Seguendo le "direttive d'ordine" della Ue e delle lobby nostrane sia il governo Berlusconi sia il governo Prodi hanno promosso: il blocco delle assunzioni e del turn over, il taglio drastico dei fondi di sostentamento alle università e agli enti di ricerca "pubblici", la privatizzazione dell'Enea (ente per l'energia e l'ambiente), del Cnr e degli altri enti di ricerca, il dirottamento dei soldi pubblici verso i cosiddetti "centri educativi e di ricerca d'eccellenza", controllati dai potentati economici e finanziari, dal governo, dal Vaticano e dall'Opus Dei.
All'ultima manovra finanziaria del governo Berlusconi la scuola, l'università e la ricerca scientifica pubblica hanno contribuito con ben un miliardo di euro, per la precisione sono stati tagliati 1,068 miliardi di euro. Il maxiemendamento, collegato alla finanziaria 2006, ridusse, rispetto all'anno precedente, di 400 milioni di euro le risorse destinate all'università: di 75,1 milioni di euro il fondo di finanziamento ordinario delle università statali (FFO), di 6 milioni di euro il fondo ordinario per gli enti di ricerca, del 15% i fondi per i progetti di ricerca di base, di 146,5 milioni di euro il fondo per gli investimenti nell'università e ricerca, di 34,6 milioni di euro il fondo per le "grandi infrastrutture e ricerca scientifica", del 60%, rispetto al 2003, la spesa per i contratti a tempo determinato (part-time, Co.co.co, a progetto). Infine, ha tagliato a zero quello per l'edilizia universitaria (meno 60 milioni).
Nello stesso tempo il governo della casa del fascio è riuscito a cacciare dal cilindro lauti finanziamenti per pochi e superselezionti istituti. Si tratta dell'"Istituto italiano di Tecnologia di Genova", una Fondazione voluta dal ministro sanguisuga Giulio Tremonti che riceverà ogni anno fino al 2014, fondi pubblici per 125 milioni di euro l'anno (si noti che per tutta la ricerca universitaria italiana gli stanziamenti non supereranno i 100 milioni!), mentre 3 milioni di euro all'anno andranno alle tre "Scuole di studi avanzati", i cosiddetti centri di eccellenza, tanto invocati dalla destra e dalla "sinistra" del regime neofascista, uno di Firenze, e gli altri due di Lucca, tra cui la Scuola di dottorato "Imt-Istituzioni, mercati, tecnologie" fortemente voluta dall'ex-presidente del Senato Marcello Pera, che ha già drenato la quasi totalità dei fondi destinati alla formazione superiore delle Fondazioni bancarie e degli enti locali.

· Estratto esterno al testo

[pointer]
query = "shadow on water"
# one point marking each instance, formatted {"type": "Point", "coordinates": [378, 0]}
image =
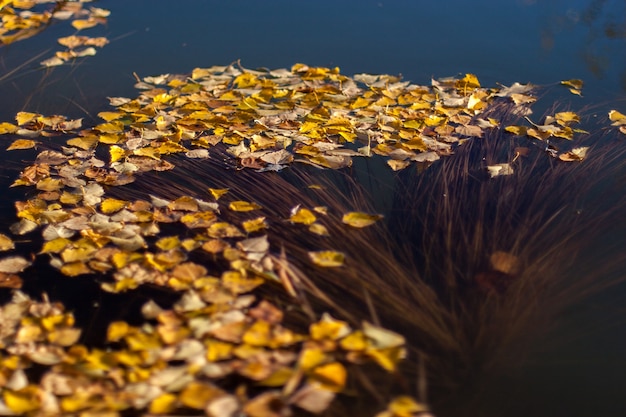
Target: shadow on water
{"type": "Point", "coordinates": [566, 358]}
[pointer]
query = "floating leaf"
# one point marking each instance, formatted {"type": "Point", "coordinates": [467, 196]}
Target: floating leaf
{"type": "Point", "coordinates": [22, 144]}
{"type": "Point", "coordinates": [13, 264]}
{"type": "Point", "coordinates": [243, 206]}
{"type": "Point", "coordinates": [327, 258]}
{"type": "Point", "coordinates": [359, 220]}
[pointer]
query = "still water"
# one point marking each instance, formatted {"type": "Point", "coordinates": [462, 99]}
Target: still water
{"type": "Point", "coordinates": [541, 42]}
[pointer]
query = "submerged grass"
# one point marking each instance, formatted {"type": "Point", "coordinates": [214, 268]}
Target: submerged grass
{"type": "Point", "coordinates": [472, 270]}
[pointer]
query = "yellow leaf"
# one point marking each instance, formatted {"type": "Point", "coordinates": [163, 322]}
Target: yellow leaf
{"type": "Point", "coordinates": [81, 24]}
{"type": "Point", "coordinates": [566, 117]}
{"type": "Point", "coordinates": [243, 206]}
{"type": "Point", "coordinates": [405, 406]}
{"type": "Point", "coordinates": [327, 258]}
{"type": "Point", "coordinates": [55, 245]}
{"type": "Point", "coordinates": [254, 225]}
{"type": "Point", "coordinates": [332, 376]}
{"type": "Point", "coordinates": [117, 331]}
{"type": "Point", "coordinates": [574, 83]}
{"type": "Point", "coordinates": [22, 144]}
{"type": "Point", "coordinates": [358, 219]}
{"type": "Point", "coordinates": [116, 153]}
{"type": "Point", "coordinates": [163, 404]}
{"type": "Point", "coordinates": [6, 243]}
{"type": "Point", "coordinates": [218, 192]}
{"type": "Point", "coordinates": [73, 269]}
{"type": "Point", "coordinates": [259, 334]}
{"type": "Point", "coordinates": [23, 117]}
{"type": "Point", "coordinates": [516, 130]}
{"type": "Point", "coordinates": [85, 143]}
{"type": "Point", "coordinates": [617, 118]}
{"type": "Point", "coordinates": [197, 394]}
{"type": "Point", "coordinates": [23, 401]}
{"type": "Point", "coordinates": [355, 341]}
{"type": "Point", "coordinates": [111, 205]}
{"type": "Point", "coordinates": [319, 229]}
{"type": "Point", "coordinates": [303, 216]}
{"type": "Point", "coordinates": [311, 357]}
{"type": "Point", "coordinates": [7, 128]}
{"type": "Point", "coordinates": [168, 243]}
{"type": "Point", "coordinates": [389, 358]}
{"type": "Point", "coordinates": [380, 338]}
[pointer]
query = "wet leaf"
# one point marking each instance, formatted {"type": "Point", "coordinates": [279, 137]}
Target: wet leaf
{"type": "Point", "coordinates": [327, 258]}
{"type": "Point", "coordinates": [243, 206]}
{"type": "Point", "coordinates": [22, 144]}
{"type": "Point", "coordinates": [359, 220]}
{"type": "Point", "coordinates": [13, 264]}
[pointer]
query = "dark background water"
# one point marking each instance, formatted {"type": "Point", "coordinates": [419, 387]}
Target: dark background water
{"type": "Point", "coordinates": [541, 42]}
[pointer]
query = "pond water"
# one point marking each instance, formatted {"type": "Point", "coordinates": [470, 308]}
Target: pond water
{"type": "Point", "coordinates": [542, 42]}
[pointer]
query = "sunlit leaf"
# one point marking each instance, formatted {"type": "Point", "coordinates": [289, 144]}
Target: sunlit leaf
{"type": "Point", "coordinates": [358, 219]}
{"type": "Point", "coordinates": [22, 144]}
{"type": "Point", "coordinates": [327, 258]}
{"type": "Point", "coordinates": [243, 206]}
{"type": "Point", "coordinates": [13, 264]}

La musica non è cambiata da quando al potere è tornata la "sinistra" borghese, visto che fino ad oggi non ha abrogato alcuna delle controriforme sopra citate, come aveva promesso. L'arciopportunista Mussi, di cui sono state già chieste a gran voce le dimissioni, incalzato sul tema, afferma che "riaprire queste questioni significherebbe impantanarci in una discussione senza fine che ci terrebbe occupati per i prossimi cinque anni", dimenticando persino quello che sosteneva fino a pochi mesi fa, insieme a tutta l'allora "opposizione": "la riforma ad y e il ddl Moratti sullo status giuridico della docenza sono disastrosi per l'Università".

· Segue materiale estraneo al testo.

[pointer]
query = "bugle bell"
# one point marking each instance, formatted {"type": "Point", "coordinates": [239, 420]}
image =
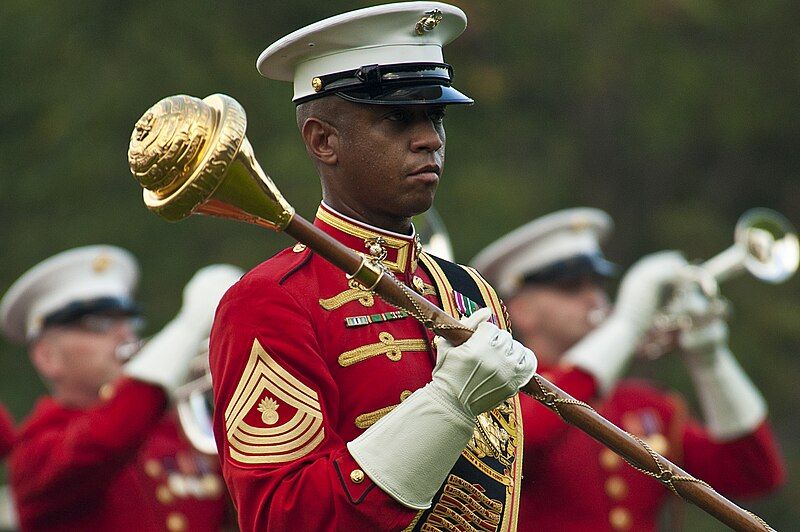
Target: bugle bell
{"type": "Point", "coordinates": [765, 245]}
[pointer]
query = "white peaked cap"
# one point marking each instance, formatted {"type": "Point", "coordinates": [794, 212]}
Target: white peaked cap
{"type": "Point", "coordinates": [387, 34]}
{"type": "Point", "coordinates": [544, 243]}
{"type": "Point", "coordinates": [71, 277]}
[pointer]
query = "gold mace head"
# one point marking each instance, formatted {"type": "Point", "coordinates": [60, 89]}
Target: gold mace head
{"type": "Point", "coordinates": [182, 147]}
{"type": "Point", "coordinates": [192, 156]}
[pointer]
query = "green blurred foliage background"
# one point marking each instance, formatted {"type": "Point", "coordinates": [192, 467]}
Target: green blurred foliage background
{"type": "Point", "coordinates": [675, 116]}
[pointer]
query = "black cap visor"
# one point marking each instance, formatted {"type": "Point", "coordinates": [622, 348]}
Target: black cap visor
{"type": "Point", "coordinates": [104, 305]}
{"type": "Point", "coordinates": [395, 84]}
{"type": "Point", "coordinates": [408, 95]}
{"type": "Point", "coordinates": [569, 270]}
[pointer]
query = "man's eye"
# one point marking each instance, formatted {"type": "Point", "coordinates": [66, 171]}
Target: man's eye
{"type": "Point", "coordinates": [397, 116]}
{"type": "Point", "coordinates": [437, 117]}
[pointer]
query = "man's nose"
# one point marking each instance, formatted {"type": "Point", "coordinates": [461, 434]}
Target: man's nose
{"type": "Point", "coordinates": [426, 136]}
{"type": "Point", "coordinates": [125, 332]}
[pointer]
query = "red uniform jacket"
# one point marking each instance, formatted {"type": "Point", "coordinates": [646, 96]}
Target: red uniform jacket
{"type": "Point", "coordinates": [7, 432]}
{"type": "Point", "coordinates": [304, 361]}
{"type": "Point", "coordinates": [574, 483]}
{"type": "Point", "coordinates": [122, 465]}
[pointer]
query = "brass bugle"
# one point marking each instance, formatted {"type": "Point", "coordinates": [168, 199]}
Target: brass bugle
{"type": "Point", "coordinates": [191, 156]}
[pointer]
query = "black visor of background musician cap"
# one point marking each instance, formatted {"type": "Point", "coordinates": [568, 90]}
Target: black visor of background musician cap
{"type": "Point", "coordinates": [103, 305]}
{"type": "Point", "coordinates": [396, 84]}
{"type": "Point", "coordinates": [594, 266]}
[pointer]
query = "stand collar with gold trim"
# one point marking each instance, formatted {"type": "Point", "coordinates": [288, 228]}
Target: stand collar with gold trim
{"type": "Point", "coordinates": [400, 253]}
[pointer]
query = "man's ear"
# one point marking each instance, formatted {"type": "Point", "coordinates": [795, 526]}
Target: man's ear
{"type": "Point", "coordinates": [45, 358]}
{"type": "Point", "coordinates": [322, 140]}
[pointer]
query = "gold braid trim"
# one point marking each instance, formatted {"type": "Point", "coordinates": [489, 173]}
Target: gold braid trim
{"type": "Point", "coordinates": [664, 475]}
{"type": "Point", "coordinates": [354, 292]}
{"type": "Point", "coordinates": [393, 349]}
{"type": "Point", "coordinates": [551, 400]}
{"type": "Point", "coordinates": [416, 311]}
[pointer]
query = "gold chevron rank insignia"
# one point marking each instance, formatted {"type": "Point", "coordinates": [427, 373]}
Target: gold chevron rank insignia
{"type": "Point", "coordinates": [272, 417]}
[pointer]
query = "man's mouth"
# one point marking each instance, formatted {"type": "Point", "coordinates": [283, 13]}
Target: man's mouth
{"type": "Point", "coordinates": [428, 172]}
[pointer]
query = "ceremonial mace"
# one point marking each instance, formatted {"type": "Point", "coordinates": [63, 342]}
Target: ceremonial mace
{"type": "Point", "coordinates": [191, 156]}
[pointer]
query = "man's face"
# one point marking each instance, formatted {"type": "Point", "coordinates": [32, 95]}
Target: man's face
{"type": "Point", "coordinates": [390, 159]}
{"type": "Point", "coordinates": [553, 317]}
{"type": "Point", "coordinates": [82, 357]}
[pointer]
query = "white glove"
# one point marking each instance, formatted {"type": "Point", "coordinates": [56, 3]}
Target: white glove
{"type": "Point", "coordinates": [731, 404]}
{"type": "Point", "coordinates": [605, 352]}
{"type": "Point", "coordinates": [164, 359]}
{"type": "Point", "coordinates": [409, 452]}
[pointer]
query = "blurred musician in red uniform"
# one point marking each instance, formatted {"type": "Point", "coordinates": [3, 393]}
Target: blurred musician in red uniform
{"type": "Point", "coordinates": [103, 451]}
{"type": "Point", "coordinates": [7, 431]}
{"type": "Point", "coordinates": [550, 274]}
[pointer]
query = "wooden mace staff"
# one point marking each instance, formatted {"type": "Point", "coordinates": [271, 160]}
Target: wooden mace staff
{"type": "Point", "coordinates": [191, 156]}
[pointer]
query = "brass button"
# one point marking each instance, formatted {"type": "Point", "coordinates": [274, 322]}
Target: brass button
{"type": "Point", "coordinates": [609, 460]}
{"type": "Point", "coordinates": [153, 468]}
{"type": "Point", "coordinates": [357, 476]}
{"type": "Point", "coordinates": [106, 392]}
{"type": "Point", "coordinates": [620, 518]}
{"type": "Point", "coordinates": [212, 485]}
{"type": "Point", "coordinates": [616, 487]}
{"type": "Point", "coordinates": [177, 485]}
{"type": "Point", "coordinates": [163, 495]}
{"type": "Point", "coordinates": [419, 284]}
{"type": "Point", "coordinates": [176, 522]}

Il governo Prodi, viceversa, sorretto dai suoi valletti della "sinistra radicale" si è avviato a testa bassa nella "persecuzione poliziesca" nel pubblico impiego con la crociata lanciata dai ministri Fioroni e Nicolais, "per la flessibilità e la produttività" dei lavoratori pubblici, culminata col famigerato accordo governo-sindacati confederali del 18 gennaio che prevede mobilità, meritocrazia, "esodi incentivati", telelavoro.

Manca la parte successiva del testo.